Supporting Ergonomics Evaluations in Manufacturing – A Comparison of Computer Vision- and IMU-Based Motion Capture

Abstract Ergonomics evaluation methods are crucial for assessing risks for work-related musculoskeletal disorders and ensuring operator well-being, productivity, and safety. Despite the increased use of digital twins and AI-supported tools in production system design and operation, ergonomics evaluations still primarily rely on observational techniques such as expert assessments or checklist-based tools like the Rapid Entire Body Assessment and the Rapid Upper Limb Assessment. These methods are time-consuming, imprecise, and prone to subjectivity arising from variability in the judgment of the ergonomists and ambiguity in scoring criteria. As an alternative, ergonomics evaluation methods based on using technologies for direct measurements can provide semi-automation of the assessments and offer greater objectivity and precision.
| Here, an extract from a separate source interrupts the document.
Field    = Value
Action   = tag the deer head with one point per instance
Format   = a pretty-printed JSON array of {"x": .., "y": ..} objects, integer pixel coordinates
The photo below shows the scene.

This study investigates the capability of a computer vision-based motion capture approach to support direct measurement ergonomics evaluations and compares its results with those of an inertial measurement unit-based system in an industrial task. The comparison was conducted by studying output data of the two systems and by feeding the data into a direct measurement-based ergonomics evaluation method. A representative industrial assembly task involving upper-body movement and dynamic wrist activity was recorded simultaneously using a single monocular RGB camera and an IMU-based system. Both datasets were processed using two parallel workflows that followed the same structure to extract joint angles and segment positions over time. The comparison and evaluation of the results demonstrates that computer vision-based motion capture has the potential to provide human posture and motion data suitable for direct measurement ergonomics evaluations in industrial environments.